People hold signs as they protest outside the National Rifle Association Annual Meeting in Houston. Photo by Getty Images

This statement bears re-reading. McLean declared he would not sing in front of thousands of card-carrying NRA members to avoid disrespecting and hurting — well, who, exactly? Could he not find the moral courage to name the object of such disrespect: the grieving parents? Could he not find the intellectual consistency to explain why he thought it was OK to perform at the convention just four years after the AR-15-enabled rampage at Texas’ Santa Fe high school?

Clearly, the man who sang about driving to the empty levee where old men were drinking whisky and rye, could not twang about the reasons for initially agreeing to sing to an arena full of mostly old men who, after a busy day of exploring 14 acres of guns and gear, were probably also drinking whisky and rye. Did he not know that if we believe in rock and roll, if music could save our mortal soul, we could do better?

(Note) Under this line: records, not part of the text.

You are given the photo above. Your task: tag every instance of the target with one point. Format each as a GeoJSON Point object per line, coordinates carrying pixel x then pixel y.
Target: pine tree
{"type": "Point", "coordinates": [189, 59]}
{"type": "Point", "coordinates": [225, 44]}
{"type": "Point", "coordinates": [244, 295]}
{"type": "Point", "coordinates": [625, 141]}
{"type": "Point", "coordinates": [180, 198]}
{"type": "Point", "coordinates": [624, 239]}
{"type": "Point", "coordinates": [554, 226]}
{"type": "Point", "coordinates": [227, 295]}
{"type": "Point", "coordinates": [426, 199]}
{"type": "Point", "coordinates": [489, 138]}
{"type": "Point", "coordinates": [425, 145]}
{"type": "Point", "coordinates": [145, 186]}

Who knows? This is, after all, a man who has been in the news of late not for his past as a songwriter, but as a man whose ex-wife has accused him of abuse and antisemitic slurs. (He has denied these claims.) Who knows? Perhaps the jester in “American Pie” is not Dylan, but McLean. And perhaps the song that best captures McLean’s dizzying spinning is “Dreidel.”

Released 50 years ago, the song has little to do with Hanukkah and less to do with the possible interpretations of the dreidel’s four Hebrew letters. Still, it has to do with one interpretation of McLean’s current state of mind:

 

My world is a constant confusion
My mind is prepared to attack
My past, a persuasive illusion
I’m watchin’ the future it’s black

As you sell your soul and you sow your seeds
And you wound yourself and your loved one bleeds
And your habits grow, and your conscience feeds
On all that you thought you should be
I never thought this could happen to me.